Data-in-motion is this: You have a database waiting to do something and an application that can activate an event process when needed or in microseconds with human- or machine-to-machine activation. We currently secure these processes using antivirus software or firewalls that weed out basic known threats. Now, as hackers routinely overwhelm such defenses, cybersecurity experts say thatcybersecurity is overdue for an overhaul. (See also my January 2014 article Time for a Cybersecurity Overhaul.)
These same experts now realize the knowledge and logging of application activity is where new cybersecurity techniques must focus, and that attempts to protect networks and data perimeters are no longer effective. What they have not yet realized is that the where and how these of these event activities are the key to true cybersecurity. Even these new techniques are focused on the historical review of event logs and not the real-time dynamic work activities. We are always behind the hack. We should not be searching for the problem behind the historical event log, we should be recognizing the anomaly before it occurs. This is our problem; this what we need to correct.
When the application in a digital process does something, it creates a log. This log is where cyberattacks are being detected in hours, months, sometimes even years later -- or not detected at all. If we are to proactively address cybersecurity, we must apply our technologies during data in motion -- prior to the historical log. A data-in-motion application used to be a simple message sent for a specific action or event, occurring from one end point to another.  Today, data in motion carries multiple application event actions that, if exploited, can greatly affect the security policies of a specific process if they are not audited.
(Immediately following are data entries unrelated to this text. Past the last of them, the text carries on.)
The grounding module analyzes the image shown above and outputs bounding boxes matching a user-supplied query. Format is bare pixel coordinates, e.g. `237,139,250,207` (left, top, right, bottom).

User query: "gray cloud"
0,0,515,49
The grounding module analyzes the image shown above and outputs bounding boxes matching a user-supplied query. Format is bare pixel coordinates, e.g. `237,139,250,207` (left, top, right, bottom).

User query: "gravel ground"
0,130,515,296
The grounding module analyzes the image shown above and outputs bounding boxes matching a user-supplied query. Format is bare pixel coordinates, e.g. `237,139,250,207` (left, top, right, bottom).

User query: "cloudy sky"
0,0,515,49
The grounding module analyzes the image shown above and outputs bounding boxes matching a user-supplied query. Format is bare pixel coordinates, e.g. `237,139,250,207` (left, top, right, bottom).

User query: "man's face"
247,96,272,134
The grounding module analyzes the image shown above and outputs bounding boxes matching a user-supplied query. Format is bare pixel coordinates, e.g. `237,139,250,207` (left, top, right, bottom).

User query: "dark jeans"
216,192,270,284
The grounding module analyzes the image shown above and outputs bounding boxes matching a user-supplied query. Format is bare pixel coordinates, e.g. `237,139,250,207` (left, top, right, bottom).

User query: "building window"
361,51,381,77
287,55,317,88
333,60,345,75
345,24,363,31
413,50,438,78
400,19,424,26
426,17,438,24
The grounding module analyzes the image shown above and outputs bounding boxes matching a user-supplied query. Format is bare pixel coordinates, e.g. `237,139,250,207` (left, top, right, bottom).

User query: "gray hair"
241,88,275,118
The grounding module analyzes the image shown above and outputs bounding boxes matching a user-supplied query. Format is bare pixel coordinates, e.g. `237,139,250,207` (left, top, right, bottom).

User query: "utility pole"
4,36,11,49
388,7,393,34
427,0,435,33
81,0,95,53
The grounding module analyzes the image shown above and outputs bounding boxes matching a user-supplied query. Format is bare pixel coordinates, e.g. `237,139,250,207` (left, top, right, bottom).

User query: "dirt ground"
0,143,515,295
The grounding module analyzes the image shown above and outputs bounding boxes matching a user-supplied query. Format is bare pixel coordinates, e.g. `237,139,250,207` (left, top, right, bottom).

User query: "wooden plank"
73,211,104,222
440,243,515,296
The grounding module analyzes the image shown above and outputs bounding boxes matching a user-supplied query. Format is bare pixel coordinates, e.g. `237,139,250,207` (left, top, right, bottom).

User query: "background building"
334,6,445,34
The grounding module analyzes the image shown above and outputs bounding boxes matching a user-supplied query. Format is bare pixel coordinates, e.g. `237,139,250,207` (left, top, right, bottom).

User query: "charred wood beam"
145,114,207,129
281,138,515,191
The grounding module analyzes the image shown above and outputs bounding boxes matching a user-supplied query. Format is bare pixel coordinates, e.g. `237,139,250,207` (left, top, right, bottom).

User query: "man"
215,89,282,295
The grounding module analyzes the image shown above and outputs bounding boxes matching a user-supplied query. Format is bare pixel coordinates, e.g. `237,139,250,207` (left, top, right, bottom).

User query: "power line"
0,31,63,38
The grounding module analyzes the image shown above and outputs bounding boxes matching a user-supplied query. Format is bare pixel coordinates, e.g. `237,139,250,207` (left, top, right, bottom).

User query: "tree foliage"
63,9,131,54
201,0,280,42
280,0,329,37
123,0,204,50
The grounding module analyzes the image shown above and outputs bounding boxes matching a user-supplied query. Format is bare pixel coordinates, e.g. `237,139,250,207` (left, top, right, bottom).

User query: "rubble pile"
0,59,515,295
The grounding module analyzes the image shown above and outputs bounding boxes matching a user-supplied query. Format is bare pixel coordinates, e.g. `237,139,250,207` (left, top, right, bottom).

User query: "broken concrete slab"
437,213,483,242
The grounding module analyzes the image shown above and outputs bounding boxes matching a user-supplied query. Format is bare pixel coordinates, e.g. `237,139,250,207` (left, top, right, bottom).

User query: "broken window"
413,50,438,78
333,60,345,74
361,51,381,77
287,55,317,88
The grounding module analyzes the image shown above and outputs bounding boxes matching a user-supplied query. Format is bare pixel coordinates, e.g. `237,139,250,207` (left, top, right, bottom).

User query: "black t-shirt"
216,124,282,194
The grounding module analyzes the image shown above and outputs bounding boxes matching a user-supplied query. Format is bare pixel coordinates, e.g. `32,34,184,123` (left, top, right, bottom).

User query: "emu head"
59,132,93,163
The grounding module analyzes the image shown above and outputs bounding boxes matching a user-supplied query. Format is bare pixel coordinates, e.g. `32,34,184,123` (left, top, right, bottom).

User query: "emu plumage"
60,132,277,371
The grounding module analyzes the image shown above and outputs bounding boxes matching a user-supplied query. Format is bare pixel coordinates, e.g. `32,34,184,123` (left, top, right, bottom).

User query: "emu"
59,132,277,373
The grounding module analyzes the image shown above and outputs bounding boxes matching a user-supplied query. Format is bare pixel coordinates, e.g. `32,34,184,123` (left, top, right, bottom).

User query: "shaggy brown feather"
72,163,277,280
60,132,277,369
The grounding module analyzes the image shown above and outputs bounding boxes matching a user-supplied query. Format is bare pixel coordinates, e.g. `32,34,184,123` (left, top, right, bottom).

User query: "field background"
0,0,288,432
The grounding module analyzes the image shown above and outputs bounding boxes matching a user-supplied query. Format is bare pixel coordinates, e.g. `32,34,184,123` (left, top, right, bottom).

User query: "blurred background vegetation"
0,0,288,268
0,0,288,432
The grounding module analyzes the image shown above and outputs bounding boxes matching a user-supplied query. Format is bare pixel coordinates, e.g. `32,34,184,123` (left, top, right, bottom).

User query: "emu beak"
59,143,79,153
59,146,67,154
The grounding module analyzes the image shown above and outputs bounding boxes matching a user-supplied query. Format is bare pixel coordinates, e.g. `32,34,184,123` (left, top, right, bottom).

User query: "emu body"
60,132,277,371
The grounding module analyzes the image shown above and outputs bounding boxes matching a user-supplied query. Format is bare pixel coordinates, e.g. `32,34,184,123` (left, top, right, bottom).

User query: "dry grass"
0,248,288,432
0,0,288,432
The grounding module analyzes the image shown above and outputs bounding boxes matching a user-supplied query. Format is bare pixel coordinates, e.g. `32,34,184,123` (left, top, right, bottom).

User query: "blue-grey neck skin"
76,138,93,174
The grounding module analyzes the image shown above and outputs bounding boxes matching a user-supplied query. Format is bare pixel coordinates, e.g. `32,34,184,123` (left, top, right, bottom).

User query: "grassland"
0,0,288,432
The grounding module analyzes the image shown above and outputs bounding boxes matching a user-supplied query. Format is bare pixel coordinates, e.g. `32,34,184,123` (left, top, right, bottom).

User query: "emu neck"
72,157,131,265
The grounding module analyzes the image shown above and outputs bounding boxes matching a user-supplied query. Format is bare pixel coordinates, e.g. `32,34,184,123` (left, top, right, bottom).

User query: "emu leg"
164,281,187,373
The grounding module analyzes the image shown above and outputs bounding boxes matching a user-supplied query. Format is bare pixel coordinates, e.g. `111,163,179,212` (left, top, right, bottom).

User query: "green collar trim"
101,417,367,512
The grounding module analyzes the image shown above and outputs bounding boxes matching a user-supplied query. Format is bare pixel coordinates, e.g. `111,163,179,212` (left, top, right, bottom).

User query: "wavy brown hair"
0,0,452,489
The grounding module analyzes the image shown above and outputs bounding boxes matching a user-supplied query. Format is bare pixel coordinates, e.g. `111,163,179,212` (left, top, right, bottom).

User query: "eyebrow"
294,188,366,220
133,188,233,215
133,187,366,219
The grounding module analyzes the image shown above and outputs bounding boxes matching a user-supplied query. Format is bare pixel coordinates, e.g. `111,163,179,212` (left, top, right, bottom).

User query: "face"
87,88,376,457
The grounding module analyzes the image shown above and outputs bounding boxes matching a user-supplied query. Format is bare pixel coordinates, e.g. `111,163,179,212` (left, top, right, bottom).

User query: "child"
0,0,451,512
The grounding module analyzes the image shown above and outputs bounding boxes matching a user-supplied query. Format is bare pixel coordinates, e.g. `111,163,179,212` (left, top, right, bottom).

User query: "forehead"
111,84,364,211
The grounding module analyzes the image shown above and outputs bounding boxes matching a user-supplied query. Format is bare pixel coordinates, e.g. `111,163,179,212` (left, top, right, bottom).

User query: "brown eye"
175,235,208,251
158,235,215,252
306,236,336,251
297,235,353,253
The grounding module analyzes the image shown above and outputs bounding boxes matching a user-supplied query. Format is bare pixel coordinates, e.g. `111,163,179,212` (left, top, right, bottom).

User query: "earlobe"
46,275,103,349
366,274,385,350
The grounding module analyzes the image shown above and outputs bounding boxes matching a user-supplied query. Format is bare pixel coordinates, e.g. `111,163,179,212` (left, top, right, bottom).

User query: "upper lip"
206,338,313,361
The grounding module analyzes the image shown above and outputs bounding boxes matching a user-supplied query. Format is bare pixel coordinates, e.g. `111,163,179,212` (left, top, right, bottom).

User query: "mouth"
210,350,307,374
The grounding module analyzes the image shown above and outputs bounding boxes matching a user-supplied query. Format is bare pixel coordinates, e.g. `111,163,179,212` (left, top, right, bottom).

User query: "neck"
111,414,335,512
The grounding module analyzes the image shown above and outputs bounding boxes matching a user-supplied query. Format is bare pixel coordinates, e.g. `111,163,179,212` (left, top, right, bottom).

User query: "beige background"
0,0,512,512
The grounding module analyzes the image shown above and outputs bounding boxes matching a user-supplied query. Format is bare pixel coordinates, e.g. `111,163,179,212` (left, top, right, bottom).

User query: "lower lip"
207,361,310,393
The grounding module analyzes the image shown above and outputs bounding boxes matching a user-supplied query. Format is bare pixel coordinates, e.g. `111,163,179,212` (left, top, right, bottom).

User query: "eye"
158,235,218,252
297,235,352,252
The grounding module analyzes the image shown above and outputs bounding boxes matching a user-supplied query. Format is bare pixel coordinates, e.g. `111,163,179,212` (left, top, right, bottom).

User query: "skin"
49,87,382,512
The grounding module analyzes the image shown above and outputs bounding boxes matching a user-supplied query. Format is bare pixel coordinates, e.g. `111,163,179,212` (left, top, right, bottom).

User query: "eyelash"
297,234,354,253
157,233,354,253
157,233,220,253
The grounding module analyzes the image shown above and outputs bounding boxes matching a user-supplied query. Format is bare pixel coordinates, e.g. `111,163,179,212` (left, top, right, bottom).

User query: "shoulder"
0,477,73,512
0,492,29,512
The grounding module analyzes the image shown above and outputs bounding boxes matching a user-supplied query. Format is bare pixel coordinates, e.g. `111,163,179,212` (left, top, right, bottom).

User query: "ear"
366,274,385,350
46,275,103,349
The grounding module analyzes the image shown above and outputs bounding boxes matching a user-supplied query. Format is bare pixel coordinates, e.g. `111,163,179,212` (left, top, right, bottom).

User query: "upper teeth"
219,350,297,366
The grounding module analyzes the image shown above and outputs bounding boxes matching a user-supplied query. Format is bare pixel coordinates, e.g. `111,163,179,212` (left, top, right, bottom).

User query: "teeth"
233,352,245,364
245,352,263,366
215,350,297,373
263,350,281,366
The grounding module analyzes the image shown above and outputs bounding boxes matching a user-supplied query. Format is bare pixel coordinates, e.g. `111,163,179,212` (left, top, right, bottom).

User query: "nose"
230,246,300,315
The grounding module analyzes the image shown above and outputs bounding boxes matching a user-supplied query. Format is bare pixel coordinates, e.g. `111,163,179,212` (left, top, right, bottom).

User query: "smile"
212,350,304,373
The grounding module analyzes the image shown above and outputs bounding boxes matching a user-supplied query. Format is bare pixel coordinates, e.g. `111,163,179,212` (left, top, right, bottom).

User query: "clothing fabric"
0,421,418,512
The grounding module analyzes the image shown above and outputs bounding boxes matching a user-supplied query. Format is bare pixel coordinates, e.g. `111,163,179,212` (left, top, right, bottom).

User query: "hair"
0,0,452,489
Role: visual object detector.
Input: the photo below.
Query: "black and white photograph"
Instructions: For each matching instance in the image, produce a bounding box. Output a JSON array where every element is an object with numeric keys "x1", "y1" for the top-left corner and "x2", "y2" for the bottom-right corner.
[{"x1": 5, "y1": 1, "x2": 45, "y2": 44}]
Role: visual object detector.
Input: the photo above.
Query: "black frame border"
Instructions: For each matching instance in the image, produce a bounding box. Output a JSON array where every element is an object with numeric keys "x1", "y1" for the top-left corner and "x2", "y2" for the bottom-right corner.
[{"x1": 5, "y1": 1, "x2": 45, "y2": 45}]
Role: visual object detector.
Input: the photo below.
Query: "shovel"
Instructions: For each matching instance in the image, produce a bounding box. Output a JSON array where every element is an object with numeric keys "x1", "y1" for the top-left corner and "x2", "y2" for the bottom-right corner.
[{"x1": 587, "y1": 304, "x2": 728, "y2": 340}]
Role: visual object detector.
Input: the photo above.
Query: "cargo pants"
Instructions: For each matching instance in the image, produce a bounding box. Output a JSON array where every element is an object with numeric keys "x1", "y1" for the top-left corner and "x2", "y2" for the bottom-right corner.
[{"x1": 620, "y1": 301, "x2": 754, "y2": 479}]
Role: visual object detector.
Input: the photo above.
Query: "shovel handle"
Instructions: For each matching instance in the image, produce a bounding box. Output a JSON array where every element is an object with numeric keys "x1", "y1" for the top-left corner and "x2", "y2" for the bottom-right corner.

This point of audit must be done during data in motion, where a casual real-time event can be recognized prior to processes logging. This is where and how achieving true proactive cyberdefense resides.  
My article Will DPM 5GL Save Cybersecurity? focused on these needed corrections. Policies and business processes define the right set of dynamic work activities, which can be described in a causal event patterns. DPM 5GL -- Digital Process Management 5th Generation Programming Language -- monitors the critical causal patterns, and every other activity/event is an anomaly. It is used to monitor the correct activities, not characteristics. Even today’s data analytics examines frequency of data records attributes to discover a characteristic pattern or algorithm that is manually or machine-generated for profiling purposes. We must move forward from historical analysis to real-time 5GL event patterns if we are to successfully monitor data in motion activities. This is where and how we must deploy new cybersecurity technologies to truly defend ourselves against cyberattacks.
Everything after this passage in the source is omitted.